20  

– Но в девятьсот четырнадцатом, по крайней мере, не было летающих бомб, – сказала Таппенс. – Только одни цеппелины.

Однако было совершенно очевидно, что цеппелины не вызывали у Гвенды никакого интереса.

– Я спросила вас о женщине по имени Мери Джордан, – напомнила Таппенс. – Беатриса сказала, что вы были с ней знакомы.

– Да нет, не так чтобы знакома. Просто пару раз слышала разговоры о ней, но это было бог знает как давно. Бабушка моя говорила, что у нее были чудесные золотистые волосы. Она была немка, фраулин, как их называли. Работала нянькой, ухаживала за детишками. Сначала служила в семье морского офицера, это было где-то в Шотландии, мне кажется. А потом приехала сюда. Поступила в одно семейство – их фамилия была то ли Паркс, то ли Паркинс. У нее был один выходной в неделю, и она проводила его в Лондоне, туда-то она и отвозила что-то – уж не знаю толком, что именно.

– Но все-таки, что это могло быть? – спросила Таппенс.

– Не знаю – об этом много не говорили. То, что она крала, как мне думается.

– И что же, ее поймали на воровстве?

– Нет, по-моему, нет, хотя и стали уже подозревать, но она заболела и умерла, так что ничего не узнали.

– А от чего она умерла? И где это случилось? Ее поместили в больницу?

– Нет, в те времена, по-моему, и больницы-то здесь не было. Говорили, что виновата кухарка, она по ошибке сделала что-то не то. Вроде того что перепутала шпинат с дигиталисом. А может, это был не шпинат, а салат-латук. Нет, кажется, совсем другое. Говорили еще про белладонну, сонную одурь, но этому я уж совсем не верю, потому что эту сонную одурь все прекрасно знают, да кроме того, это ягоды, а не листья. Так вот, я думаю, что это был дигиталис – нарвали листиков в саду по ошибке вместо латука. Между прочим, у дигиталиса есть еще и другое название, что-то связанное с перстами, с пальцами то есть. Так вот, в его листьях содержится какой-то сильный яд – приходил доктор, пытался что-то сделать, да только все напрасно, я так думаю, было, верно, слишком поздно.

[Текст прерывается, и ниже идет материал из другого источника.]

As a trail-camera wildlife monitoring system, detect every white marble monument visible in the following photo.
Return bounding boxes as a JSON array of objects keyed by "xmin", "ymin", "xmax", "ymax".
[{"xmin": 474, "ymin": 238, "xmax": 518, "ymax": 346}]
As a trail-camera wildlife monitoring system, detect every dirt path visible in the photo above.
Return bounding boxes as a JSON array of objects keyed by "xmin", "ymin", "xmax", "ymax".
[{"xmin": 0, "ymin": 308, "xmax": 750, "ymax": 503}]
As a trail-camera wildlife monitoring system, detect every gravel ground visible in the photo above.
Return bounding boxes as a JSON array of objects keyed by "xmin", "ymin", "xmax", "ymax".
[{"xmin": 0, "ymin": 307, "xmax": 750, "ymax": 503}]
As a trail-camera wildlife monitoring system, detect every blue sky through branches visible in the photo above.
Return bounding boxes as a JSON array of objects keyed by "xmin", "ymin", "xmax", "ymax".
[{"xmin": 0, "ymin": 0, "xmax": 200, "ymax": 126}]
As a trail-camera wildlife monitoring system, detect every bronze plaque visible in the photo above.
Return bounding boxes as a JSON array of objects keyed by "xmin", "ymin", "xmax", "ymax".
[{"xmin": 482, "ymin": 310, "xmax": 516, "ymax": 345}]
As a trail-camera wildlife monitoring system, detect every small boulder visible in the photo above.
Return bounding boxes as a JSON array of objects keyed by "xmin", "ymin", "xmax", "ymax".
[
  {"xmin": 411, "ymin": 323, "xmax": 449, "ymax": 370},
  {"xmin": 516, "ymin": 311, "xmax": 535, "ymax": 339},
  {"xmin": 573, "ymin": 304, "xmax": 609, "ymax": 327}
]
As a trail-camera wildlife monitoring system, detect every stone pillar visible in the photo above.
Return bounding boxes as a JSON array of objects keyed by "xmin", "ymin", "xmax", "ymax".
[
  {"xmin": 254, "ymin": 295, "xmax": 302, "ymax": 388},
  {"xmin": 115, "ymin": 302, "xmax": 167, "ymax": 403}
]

– А большая у них была семья, много в доме было народу, когда это случилось?

– Да, по-моему, целая куча – да, конечно, ведь у них постоянно кто-нибудь гостил, как я слышала, и детей было полно, и еще всякие там няньки, горничные да гувернантки. И гости бывали постоянно, а уж на субботу и воскресенье непременно кто-нибудь приезжал. Только имейте в виду, сама-то я всего этого не наблюдала и говорю со слов бабушки. Да иногда еще старик Бодликот что-то болтает. Это садовник, который иногда здесь у нас работает. Он и тогда был садовником, и его пытались даже обвинить в том, что он по ошибке нарвал не той травы, которую следовало бы, но потом выяснилось, что это сделал не он, а кто-то из гостей. Вызвались помочь, набрали в огороде овощей и принесли на кухню кухарке. Ну, вы знаете, шпинат, латук и все такое, так ведь городские люди, они же не разбираются в этом, вот и перепутали. На следствии – или как это у них называется – говорили, что такую ошибку может совершить любой, потому что шпинат и щавель растут бок о бок с этой самой, у которой название похоже на пальцы. Они, значит, нарвали этой самой травы – рвали прямо пучками, не разбирая, где что. Как бы то ни было, все было очень печально, говорит бабушка, потому что девушка была такая миленькая, волосы у нее были – чистое золото.

– И она каждую неделю ездила в Лондон? Понятно, что ей нужен был для этого выходной.

– Ну да. Говорят, у нее в Лондоне были друзья. Она же была иностранка. Бабушка говорит, ходили слухи, что она была немецкой шпионкой.

– Это правда?

– Мне кажется, нет. Мужчинам она нравилась, вот это точно. У нее были друзья среди морских офицеров и тех, что находились в Шелтонском военном лагере. Она дружила только с военными.

– Так была она шпионкой или нет?

– Я бы так не сказала. Понимаете, бабушка только говорила, что об этом ходили слухи. Но это было не в эту войну, а совсем давно, много лет тому назад.

– Вот интересно, – сказала Таппенс, – как легко смещаются события двух мировых войн. У меня был знакомый, у которого приятель участвовал в битве при Ватерлоо.

– Подумать только! Ведь это произошло задолго до девятьсот четырнадцатого. В няньках тогда служили иностранки – всякие там мамзели да фраулины – кто их знает, что это означает. А уж как она деток любила, как хорошо за ними ухаживала, бабушка говорит. Очень ею были довольны, и все ее любили.

– Она жила тогда здесь? Я хочу сказать – в «Лаврах»?